Claude Monet, en su tranquila residencia de Giverny, cuando ya había visto y vivido todo lo que deseaba vivir y ver, protagonizó una divertida anécdota, peculiar como él era y muy interesante: decidió quemar unos dibujos y cuadros suyos, alegando frente a los horrorizados que lo presenciaron o escucharon que, de no hacerlo, cuando él muriese se venderían a un altísimo precio únicamente porque llevaban su firma. ¡Pero a él no le gustaban esos cuadros! ¿Por qué conservarlos, si no estaba satisfecho de ellos? ¿Acaso no debía tener él, Claude Monet, autor de las pinturas, la última palabra sobre éstas?

Señora escribiendo una letra en presencia de su criada · Vermeer · 1670-72 · Óleo sobre tabla
Señora escribiendo una carta en presencia de su criada · Vermeer · 1670-72 · Óleo sobre tabla

Ahora es diciembre, y enero y el Año Nuevo esperan a la vuelta de la esquina; a la vuelta de las luces, los reencuentros y las uvas.
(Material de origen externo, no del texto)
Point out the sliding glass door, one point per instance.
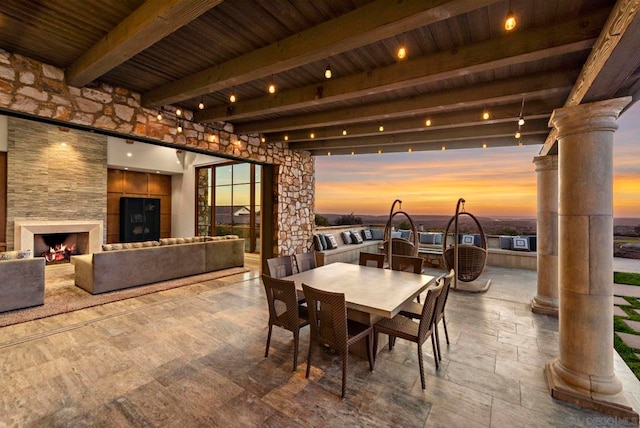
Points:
(228, 202)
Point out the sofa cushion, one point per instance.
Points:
(331, 241)
(377, 234)
(317, 243)
(356, 238)
(15, 255)
(520, 243)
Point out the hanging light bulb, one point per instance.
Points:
(402, 52)
(510, 21)
(327, 72)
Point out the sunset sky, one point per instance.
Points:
(493, 181)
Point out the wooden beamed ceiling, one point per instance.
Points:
(461, 62)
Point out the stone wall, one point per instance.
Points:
(30, 87)
(47, 180)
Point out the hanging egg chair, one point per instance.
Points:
(471, 259)
(399, 246)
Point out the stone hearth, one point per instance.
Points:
(26, 229)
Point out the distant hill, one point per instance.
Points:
(491, 225)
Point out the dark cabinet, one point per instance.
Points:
(139, 219)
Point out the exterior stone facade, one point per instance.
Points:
(30, 87)
(49, 181)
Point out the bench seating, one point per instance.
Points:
(347, 253)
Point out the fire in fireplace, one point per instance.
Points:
(56, 247)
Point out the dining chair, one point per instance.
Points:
(407, 264)
(279, 267)
(405, 328)
(413, 310)
(284, 311)
(305, 261)
(372, 259)
(330, 327)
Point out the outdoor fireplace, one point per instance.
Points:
(59, 247)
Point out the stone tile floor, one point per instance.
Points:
(194, 356)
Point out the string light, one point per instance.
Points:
(327, 72)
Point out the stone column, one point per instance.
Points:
(583, 374)
(546, 300)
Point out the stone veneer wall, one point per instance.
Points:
(48, 181)
(31, 87)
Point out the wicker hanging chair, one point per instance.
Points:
(471, 258)
(399, 246)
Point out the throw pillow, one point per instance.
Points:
(317, 243)
(366, 235)
(377, 234)
(467, 239)
(331, 241)
(520, 244)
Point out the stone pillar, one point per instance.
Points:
(546, 300)
(583, 374)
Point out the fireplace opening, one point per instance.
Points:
(59, 247)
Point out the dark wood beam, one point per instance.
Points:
(371, 23)
(148, 24)
(534, 109)
(477, 96)
(443, 136)
(530, 45)
(472, 143)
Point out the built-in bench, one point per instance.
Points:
(347, 253)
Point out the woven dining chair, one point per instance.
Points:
(284, 311)
(305, 261)
(405, 328)
(279, 267)
(407, 264)
(371, 259)
(413, 310)
(330, 327)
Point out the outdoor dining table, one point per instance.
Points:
(370, 293)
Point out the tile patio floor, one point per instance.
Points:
(194, 356)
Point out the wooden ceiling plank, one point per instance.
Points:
(559, 39)
(497, 92)
(373, 22)
(488, 131)
(150, 23)
(538, 109)
(473, 143)
(621, 18)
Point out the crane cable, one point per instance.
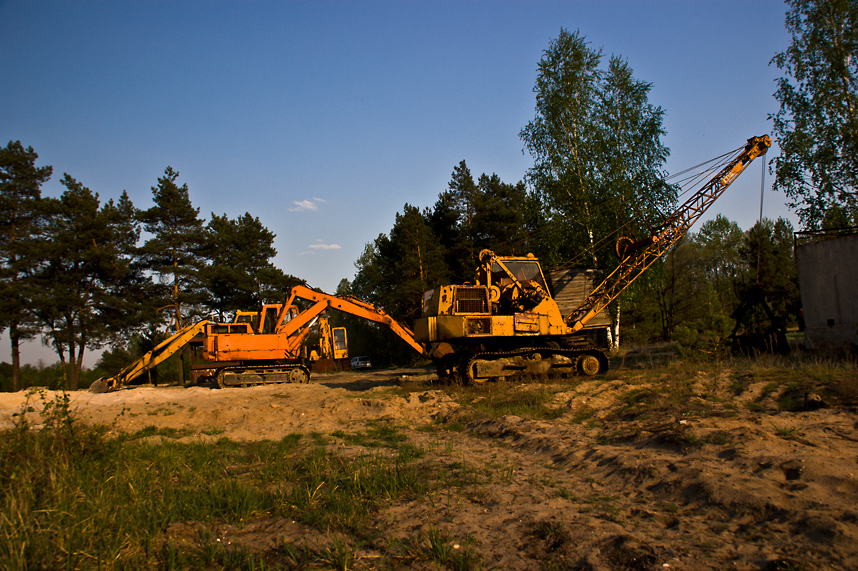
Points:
(760, 224)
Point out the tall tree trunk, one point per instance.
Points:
(15, 338)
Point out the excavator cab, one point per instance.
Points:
(515, 284)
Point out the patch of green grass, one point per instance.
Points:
(70, 497)
(583, 414)
(166, 432)
(440, 548)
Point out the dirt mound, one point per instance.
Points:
(599, 487)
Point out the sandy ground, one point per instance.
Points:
(751, 490)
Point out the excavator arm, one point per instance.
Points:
(636, 257)
(163, 351)
(322, 301)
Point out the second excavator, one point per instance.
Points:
(508, 325)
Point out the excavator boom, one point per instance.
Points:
(636, 257)
(163, 351)
(263, 347)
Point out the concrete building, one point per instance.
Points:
(828, 280)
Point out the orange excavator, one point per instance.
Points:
(507, 324)
(258, 347)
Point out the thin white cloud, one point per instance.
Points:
(302, 205)
(306, 205)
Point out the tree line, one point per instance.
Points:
(73, 268)
(598, 174)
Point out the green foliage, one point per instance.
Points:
(817, 125)
(396, 269)
(767, 253)
(596, 145)
(92, 291)
(240, 275)
(21, 220)
(173, 251)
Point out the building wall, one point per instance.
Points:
(828, 280)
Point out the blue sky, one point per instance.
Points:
(324, 118)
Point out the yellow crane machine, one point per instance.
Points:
(507, 324)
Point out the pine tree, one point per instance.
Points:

Dicen que ya no se escriben cartas, pero todos los años, miles de niños escriben una muy especial, una en la que ponen todo su empeño e ilusión. Una carta privada, como las de Miguel Hernández. Escrita para una única persona (o tres, según las creencias y preferencias). Afortunadamente, cuando uno se da cuenta de que esa única persona en quien depositábamos nuestros anhelos jamás la leería, adquirimos la capacidad de intentar cumplir nosotros mismos esos sueños; lo cual es todo un reto y, por ello, más reconfortante cuando se consigue. De mayores ya no escribimos esa carta, pero la seguimos redactando cada invierno en nuestro interior. Y ahí, nadie puede entrar a robárnosla y publicarla. Ahí, la seguimos llenando de regalos, pero éstos tienen otra forma. Tienen forma de propósitos, de planes, de ideas, de sueños. Y ya no es un abuelo gordo y simpático quien, gratuita y repentinamente, nos los da: somos nosotros, con nuestro esfuerzo y nuestra ilusión, quienes podemos alcanzar nuestras metas y hacerles el camino más sencillo a los demás para que también alcancen las suyas.

 

Andrea Reyes de Prado

«Lo que permanece lo fundan los poetas» (F. Hölderlin).
Humanista, curiosa, bibliófila, dibujante y extemporánea.